Robinson also said Alaska has underperformed every other state in terms of job growth from 2015-2018.”
Other oil producing states such as North Dakota and Wyoming have suffered job losses too. However, these two states have “absorbed the shock” of oil prices dropping and production decreasing. Jobs are being added already, according to Robinson.
— Kevin Baird
Now they’re talking about the WWAMI Medical Education program. This program is a collaborative medical school among universities in five northwestern states, Washington, Wyoming, Alaska, Montana, and Idaho and the University of Washington School of Medicine, according to its website. The curriculum at each site has been standardized and is compatible with the University of Washington School of Medicine curriculum which integrates the basic and clinical sciences, and includes rural health care at an early time in medical education. Alaska WWAMI provides Alaskans access to a high quality regional medical school.
The governor’s proposed budget calls for eliminating this fund.
The committee is asking for graduation rates for this program.
Rep. Harriet Drummond, D-Anchorage, asks if other states have this similar program.

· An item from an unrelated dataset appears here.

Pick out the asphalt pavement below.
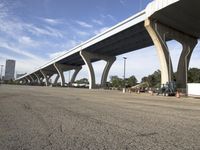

Stephanie Butler, the executive director from the Alaska Commission on Postsecondary Education, said if Alaska eliminates this program, they will be one of two states in the whole country that do not have a program like this, she said she’s not completely positive what the other state is off the top of her head, but thinks it’s Nevada.
— Mollie Barnes
The Department of Education and Early Development is giving a fiscal year 2020 budget overview to the House Finance subcommittee. Heidi Teshner, the administrative services director is presenting.
Most of their budget goes to funding public schools, about 77 percent of their total funding goes toward that.